Oireachtas Joint and Select Committees

Tuesday, 24 October 2017

Joint Oireachtas Committee on Agriculture, Food and the Marine

Renewable Energy Directive: Discussion

4:00 pm

Dr. Eugene Hendrick:

For broadleaf and woodland species there is also a tending and thinning grant that enables material to be brought to the roadside. From an energy perspective, we hope the RHI will be a useful vehicle for the forestry sector that will stimulate local demand. In terms of the privately owned estate, there is a roading grant and there are other grants available.

On the energy side, the Department makes available a lot of information on the supply chain.
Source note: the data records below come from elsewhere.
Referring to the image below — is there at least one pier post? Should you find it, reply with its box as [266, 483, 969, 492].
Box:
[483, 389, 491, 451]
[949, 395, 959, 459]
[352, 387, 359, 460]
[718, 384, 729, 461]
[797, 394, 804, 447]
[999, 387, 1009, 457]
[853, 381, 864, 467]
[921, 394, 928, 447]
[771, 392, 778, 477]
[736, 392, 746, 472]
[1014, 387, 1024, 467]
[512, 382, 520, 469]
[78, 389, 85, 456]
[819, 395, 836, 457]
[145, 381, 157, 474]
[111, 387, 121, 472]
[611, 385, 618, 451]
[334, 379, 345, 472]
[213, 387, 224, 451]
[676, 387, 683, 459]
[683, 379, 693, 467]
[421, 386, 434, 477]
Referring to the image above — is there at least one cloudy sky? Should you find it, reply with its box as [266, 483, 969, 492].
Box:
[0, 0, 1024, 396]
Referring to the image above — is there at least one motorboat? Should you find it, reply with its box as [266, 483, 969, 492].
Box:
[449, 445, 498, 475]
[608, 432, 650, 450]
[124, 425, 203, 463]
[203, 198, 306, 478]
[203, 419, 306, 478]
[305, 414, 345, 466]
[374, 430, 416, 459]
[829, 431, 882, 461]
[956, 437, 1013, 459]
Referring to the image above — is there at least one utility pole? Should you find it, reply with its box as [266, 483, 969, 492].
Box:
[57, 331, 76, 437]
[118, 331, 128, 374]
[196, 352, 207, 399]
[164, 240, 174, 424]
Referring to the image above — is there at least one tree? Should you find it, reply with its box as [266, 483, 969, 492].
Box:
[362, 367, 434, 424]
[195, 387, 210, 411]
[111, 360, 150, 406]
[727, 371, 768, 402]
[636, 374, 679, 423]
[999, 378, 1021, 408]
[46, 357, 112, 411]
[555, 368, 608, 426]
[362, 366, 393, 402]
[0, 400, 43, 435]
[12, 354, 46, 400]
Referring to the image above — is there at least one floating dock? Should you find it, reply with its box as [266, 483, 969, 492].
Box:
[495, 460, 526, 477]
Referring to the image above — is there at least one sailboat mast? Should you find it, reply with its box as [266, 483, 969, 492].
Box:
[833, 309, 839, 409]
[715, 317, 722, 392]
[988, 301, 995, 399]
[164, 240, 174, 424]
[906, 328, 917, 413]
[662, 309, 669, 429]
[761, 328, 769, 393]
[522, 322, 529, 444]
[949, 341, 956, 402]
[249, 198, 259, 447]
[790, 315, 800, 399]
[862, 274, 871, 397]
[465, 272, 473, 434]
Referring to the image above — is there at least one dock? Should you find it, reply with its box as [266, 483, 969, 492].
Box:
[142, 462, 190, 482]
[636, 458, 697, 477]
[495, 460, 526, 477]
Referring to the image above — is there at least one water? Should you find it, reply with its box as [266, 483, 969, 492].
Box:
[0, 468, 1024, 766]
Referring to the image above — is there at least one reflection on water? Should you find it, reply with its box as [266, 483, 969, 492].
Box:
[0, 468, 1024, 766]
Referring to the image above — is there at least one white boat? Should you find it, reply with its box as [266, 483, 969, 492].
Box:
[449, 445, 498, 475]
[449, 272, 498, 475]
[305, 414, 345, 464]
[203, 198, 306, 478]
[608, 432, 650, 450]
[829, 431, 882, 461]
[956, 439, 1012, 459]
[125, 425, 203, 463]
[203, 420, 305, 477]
We organise workshops around the country to bring owners, developers and entrepreneurs together. We show them what one needs to do to put together a good plan to exploit a forest area and supply wood fuels to the marketplace at a competitive price. A lot of things are happening in terms of wood fuels and so on.

It is important that we stimulate that market and not just in terms of the wood fuel supply but for the more valuable material that will eventually be produced from forests such as large stake wood and, ultimately, sawn material. The earlier we intervene in forest plantations in terms of taking out smaller material then the greater the knock-on effect there will be when it comes to providing larger sized material for sawmills, etc. which is the higher end of the market. Such work will give a return to the growers who are local landowners and private forest owners and to the locally developed industry and, on a wider scale, the sawmill sector.

I hope I have covered all of the questions and points that have been raised.